Gujarat High Court
Municipal Corporation Of Ahmedabad vs Moti Apartment Owners' Association on 28 October, 1994
Equivalent citations: (1994)2GLR1662, 1995 A I H C 3632
Author: B.N. Kirpal
Bench: B.N. Kirpal
JUDGMENT B.N. Kirpal, C.J.
1. This is an appeal against the judgment of Small Causes Court, who had allowed the respondent's appeal challenging the rateable value fixed by the appellant.
2. The respondent is the owner of the premises which are occupied by him, situated in ward Ellisbridge. In respect of the assessment year 1987-88, the gross rateable value was determined by the appellant at a figure of Rs. 38,400/-.
3. The respondent filed an appeal before the Small Causes Court. Reliance was placed on the decision dated 22-5-1989 of the Small Causes Court in another case being M.V.A. No. 9815 of 1988, wherein the Court had applied letting rate at Rs. 6.05 per square metre per month for the first four floor premises stated to have been situated nearby the property in question. The premises in the present case are located on the second floor of the building and admeasure about 80 sq. mtr. The Small Causes Court applied the letting rate of Rs. 6/- per square metre per month and worked out a notional rent at Rs. 480/- per month. The gross rateable value was accordingly fixed at Rs. 5,760/-.
4. It is contended by Learned Counsel for the appellant that the Small Causes Court ought to have determined the gross rateable value on the basis of the principles laid down by the Supreme Court specially those of Diwan Daulatrai Kapoor v. New Delhi Municipal Committee -, and Dr. Balbir Singh & Ors. v. M/s. M.C.D. - .
5. A Division Bench of this Court in First Appeal No. 829 of 1983 -Municipal Corporation, Ahmedabad v. Oriental Fire and General Insurance Company Ltd., vide a judgment dated 8th September, 1994, ( has upheld a similar contention and it was observed in the said case that the rateable value of self-occupied premises has to be determined by applying the principles enunciated by the Supreme Court in the aforesaid two cases of Divan Daulatrai Kapoor and Dr. Balbir Singh as well as the decision of this Court in the case of Rajnikant Jeshingbhai Sheth & Ors. v. Rameshchandra Kantilal Bhatt & Ors. , inasmuch as the order of the Small Causes Court does not show that these principles had applied. While determining the gross rateable value, the proper course is to set aside the order and remand the case for fresh decision.

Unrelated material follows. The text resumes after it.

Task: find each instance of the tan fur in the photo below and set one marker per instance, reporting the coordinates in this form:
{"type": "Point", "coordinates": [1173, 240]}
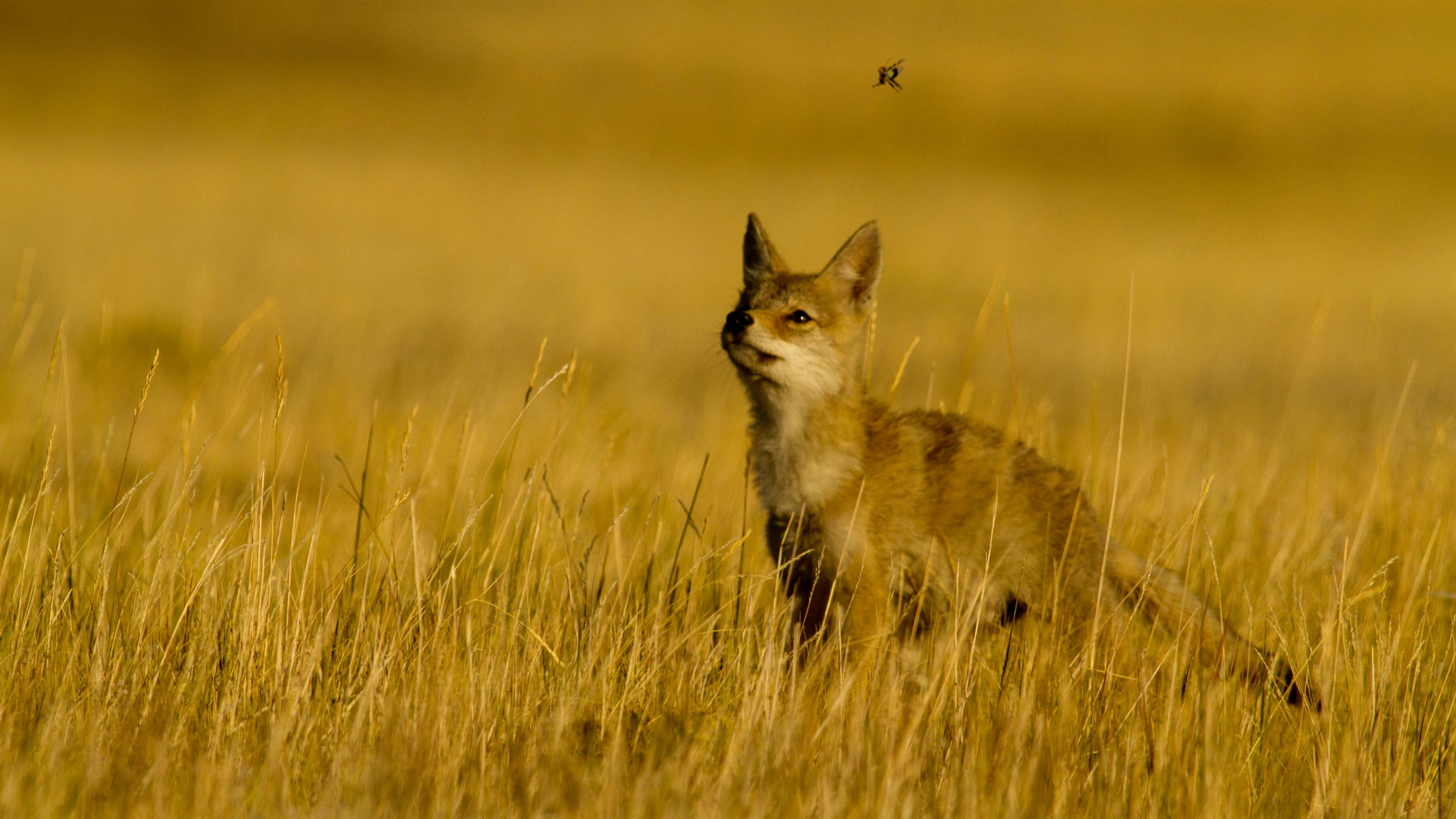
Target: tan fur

6. One point however, needs to be reiterated, whether the rateable value so fixed in the case of self-occupied property can be revised at different intervals. The answer to this question is very obvious and is in the negative. The reason for this is very simple. The rateable value of self-occupied premises has to be fixed either by determining hypothetical rent on the basis of the reasonable return of the cost of construction and the cost of land or on the basis of properties which are let and which are similar in nature. Once determination takes place by applying the said principle, the said rateable value cannot possibly undergo any change. As long as the premises remain in self-occupation, the rateable value for the succeeding years will have to be that which was determined in accordance with law for the first year. The only occasion when the Corporation or the Municipality will get a right to revise the rateable value will be, if the owner occupant makes additions or alterations or incurs any capital expenditure on that property itself. It has to be clearly understood that carrying out minor repairs or white-washing cannot be regarded as a capital expenditure so as to permit enhancement of rateable value. A question may also arise whether a rateable value can be increased in case of change of ownership. Here again the rateable value is relatable to the property in question and if the premises continued to be the self-occupied property by the new owner, change in the ownership would not and should not ipso-facto result in the increase of the rateable value. It is only if further additions or alterations are undertaken and capital expenditure incurred by the new owner, can there be any change in the rateable value of self-occupied premises.
7. It was also submitted on behalf of the appellant that in view of the fact that the position qua determination of the rateable value for the properties in the city of Ahmedabad has now been authoritatively clarified by the aforesaid judgment of this Court, it will become necessary that in future years these principles are adopted by the Corporation itself which may not have followed these principles in the earlier years. The apprehension is that if four years have not been completed or if new assessment book has not been completed, can such exercise be undertaken. In our opinion there should be no difficulty as far as this is concerned because each assessment year is a self-contained year. Therefore, if the rateable value is proposed to be changed by following the principles now reiterated in this Court's judgment, the Corporation can do so even though the new assessment book may not be completed.
8. However, before undertaking the exercise of revising the rateable value, the Corporation will be duty bound to comply with the provisions of the Rules including Rule 15(2) in particular and opportunity will have to be given to the owners who may like to file complaints against the proposed change and which complaints will have to be decided.
9. While making the aforesaid observation, we allow the present appeal, set aside the order of the Small Causes Court and restore the Municipal Valuation Appeal No. 9815 of 1988 with a direction that the same should be decided in accordance with law. There will be no order as to costs.